Greg Sargent talks Bush tax cuts and GOP/Democratic comity and compromise:
There is a way a one-year or two-year temporary extension could represent a compromise of sorts: If Republicans signal a willingness to at least entertain the idea of letting the high end cuts expire after that temporary extension. But many of them aren’t doing that. Their position is that the high-end cuts need to be made permanent. Full stop.
Exactly right. The GOP idea of compromise here is permanent Bush tax cuts.

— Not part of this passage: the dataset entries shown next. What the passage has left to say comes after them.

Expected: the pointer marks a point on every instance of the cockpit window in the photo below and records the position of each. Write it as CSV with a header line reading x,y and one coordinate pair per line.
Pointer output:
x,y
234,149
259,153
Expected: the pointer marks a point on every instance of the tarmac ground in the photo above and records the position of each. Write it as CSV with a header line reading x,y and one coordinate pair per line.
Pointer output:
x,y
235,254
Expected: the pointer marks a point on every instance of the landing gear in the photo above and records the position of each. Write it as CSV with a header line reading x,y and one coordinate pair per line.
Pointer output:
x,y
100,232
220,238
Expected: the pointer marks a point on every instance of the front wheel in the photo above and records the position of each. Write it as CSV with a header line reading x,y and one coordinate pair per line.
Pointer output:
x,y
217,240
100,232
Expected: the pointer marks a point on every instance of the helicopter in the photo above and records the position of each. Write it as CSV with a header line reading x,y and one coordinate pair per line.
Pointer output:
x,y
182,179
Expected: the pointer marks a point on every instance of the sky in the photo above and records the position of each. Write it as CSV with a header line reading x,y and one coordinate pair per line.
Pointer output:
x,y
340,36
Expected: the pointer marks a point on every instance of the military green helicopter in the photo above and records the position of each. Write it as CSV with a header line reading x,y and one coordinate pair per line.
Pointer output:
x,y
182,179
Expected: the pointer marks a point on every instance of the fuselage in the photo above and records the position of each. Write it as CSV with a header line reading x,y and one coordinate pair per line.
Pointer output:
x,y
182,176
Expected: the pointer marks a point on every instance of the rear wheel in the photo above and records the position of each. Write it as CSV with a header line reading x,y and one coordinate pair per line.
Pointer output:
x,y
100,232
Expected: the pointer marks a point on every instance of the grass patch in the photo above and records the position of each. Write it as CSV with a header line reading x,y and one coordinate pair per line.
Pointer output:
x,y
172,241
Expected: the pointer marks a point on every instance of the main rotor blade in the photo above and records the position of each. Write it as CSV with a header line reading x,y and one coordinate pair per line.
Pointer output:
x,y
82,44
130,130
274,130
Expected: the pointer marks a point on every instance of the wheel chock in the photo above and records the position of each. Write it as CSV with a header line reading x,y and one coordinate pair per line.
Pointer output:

I suspect they might be willing to dump the tax cuts for the bottom 99% of America, but that top 1% isn’t going anywhere and they don’t want some two-year fix, they want it made permanent.
Democrats need to get through their heads that losing the entire Bush tax cuts package is actually the best long-term policy outcome; that this is also the “no deal, time expires” outcome makes it all the more powerful as a bargaining chip. Always be willing to walk away from the entire thing, and always make clear that all blame rests on the GOP by making clear that full-extension is their position, so partial repeal is the compromise position. Yes, walking away means short term harm to everyone making below $250k/yr, but if that’s what it takes to roll back the tax cuts for the richest of the rich: so be it. Only from that position of relative strength do you get the GOP to even approach the table. And, I’ll let you in on a secret: they still won’t.
This is why it’s the perfect issue for the Democrats. It’s important, easy to understand, and directly pits the hyper-rich against the interests of most Americans. Swing for the fences. You’ve got nothing to lose. If you force the GOP to accept short-term, top 1% cuts, it’s a win. If you force the media to face the fact that the GOP has zero interest in compromise on anything, it’s a win, and if you force the true compromise position of time-limited cuts for 99% of Americans and an immediate roll-back to Clinton-era rates for the top 1%: it’s a giant win of the sort that could redefine the terms and dimensions of exactly how policies do or don’t get done over the next two years. So why not try?